Photopia is a work of "interactive fiction" which I suppose would lead some people to contest that it is not so much a game, but a book that the reader must explore. While that's an interesting concept and not at all a bad idea for an artistic medium, for the sake of this review I will consider it a game. What distinguishes Photopia from text based rpgs, a notable though archaic genre, is that it is quite heavy on scripted dialogue making the player feel as though he or she is working their way through one of those books with multiple endings that require one to flip their way between pages to reach the end of the story. Well, actually the game is a little heavy on the dialogue and light on the puzzles and other elements that would make it a game, but that's probably enough deliberation on whether Photopia is a game or not. Now for the actual review.
If you aren't familiar with this style of game, the player's only interface is the text line. To walk north, you type "walk north." To look around, you type "look." That being said, there are no graphics for this game aside from the text you read. Actually, this is not true. The game accents certain scenes with a specific background color and text color. For example, the red desert planet uses a black background and red text font, which is a nice touch. However, beyond this, there is no graphical element to this game, nor is there any sound. Of course, these are both standard of the text adventure genre.
Many younger and newer gamers aren't familiar with this kind of gameplay and might write this off as something for thirty year old nerds. Those people ought to bugger off, because I found Photopia quite entertaining despite the fact that I'm not a fan of the genre. The game is 12 years old at the time of this review, and it's supposedly the least game-like of all the developer's interactive fiction projects. The parser for Photopia is well developed and on only a few occasions have I had to retype things a different way. However, on these occasions, the player may be lost or confused and frustrated as a result. This is compounded by the fact that the player cannot scroll up and reread text. But on the whole I found the game fairly straightforward and easy, as well as short...

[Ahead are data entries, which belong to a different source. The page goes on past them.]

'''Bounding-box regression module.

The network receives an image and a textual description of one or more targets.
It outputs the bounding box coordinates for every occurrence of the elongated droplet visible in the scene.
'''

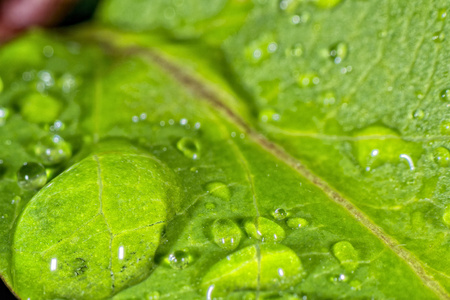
[332,241,359,271]
[206,181,231,201]
[211,219,242,251]
[34,135,72,166]
[433,147,450,167]
[244,217,286,243]
[177,137,200,159]
[17,162,47,190]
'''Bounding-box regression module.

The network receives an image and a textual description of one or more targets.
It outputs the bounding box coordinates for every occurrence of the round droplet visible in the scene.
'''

Except for the damn maze. Damnit. That was annoying. In fact, this game loses a whole letter grade just because of that one part because it was so frustrating to an unholy degree and frankly, the designer should have known better.
I'm not going to say anything about the story aside from the fact that it's really good and quite original in content and style. Anything more would ruin it for when you play it. Because it relies so heavily on it's story and that story is so effective, I would recommend you try Photopia.